Wozu sollte er reden, da doch alles auch ohne Worte klar war? Er brauchte nichts. Was lag an seinem Leben, das doch nur ein Wasserstäubchen in diesem Meer von menschlichem Leben war? Wozu denn sprechen, da doch seine Zunge und seine Stimme hier gar nicht vonnöten waren? Er hatte keine Worte, hatte kein eigenes Leben außerhalb dieser Massen. Er wusste nicht, was er sprach, Seine Stimme kam ihm schwach, verkrampft und klanglos vor, aber in Wirklichkeit wurden seine Worte, vom Echo verstärkt, laut hallend über den ganzen Berghang getragen.
„Es bedarf keiner Anerkennung, Genossen, dass wir uns mit dem Aufbau unserer proletarischen Wirtschaft herumschlagen. Das ist unser Wille ... unser Kampf. Darin sind wir ... sind wir alle ... uns einig. Wenn ich ein Held bin, dann sind wir alle Helden. Und wenn wir unsere Kräfte nicht bis zum Heldentum steigern, dann gehören wir alle am Glockenturm aufgehängt.

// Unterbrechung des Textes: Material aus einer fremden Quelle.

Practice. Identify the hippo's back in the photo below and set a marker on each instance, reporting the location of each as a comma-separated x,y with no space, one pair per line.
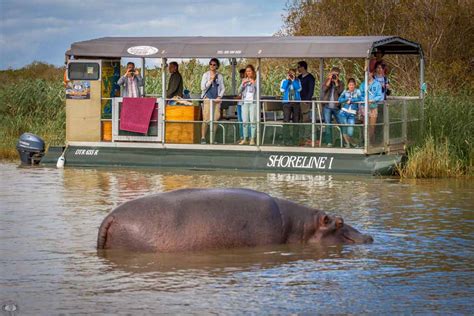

Aber eins will ich sagen, Genossen: Wir werden alles tun und schaffen, weil uns die Partei und unser Lenin dazu aufgerufen haben. Und wenn wir noch ein paar mehr solcher technischen Leiter hätten wie unseren Ingenieur Kleist und von einigem anderen noch ein bisschen mehr, dann würden wir wahre Weltwunder schaffen. Wir haben uns mit unserem Blut eingesetzt und mit unserem Blut die ganze Erdkugel entflammt. Nachdem wir nun im Feuer gestählt sind, müssen wir uns der Arbeit zuwenden. Unsere Hirne und Hände zittern. Aber nicht vor Anstrengung, sondern weil sie nach neuer Arbeit dürsten. Wir bauen den Sozialismus, Genossen, und unsere proletarische Kultur. Vorwärts zum Sieg, Genossen!"
Gleb ergriff eine rote Fahne und schwenkte sie über der Menge. Und zugleich seufzte es in den Bergen auf, und die Luft füllte sich blitzschnell mit metallischem Brüllen. Sirenen sangen — eine, zwei, drei. Gleichzeitig und einander übertönend, rissen sie am Trommelfell. Und nicht die Sirenen, sondern die Berge, die Felsen, die Menschen, die Gebäude und die Schlote des Werkes schienen zu singen.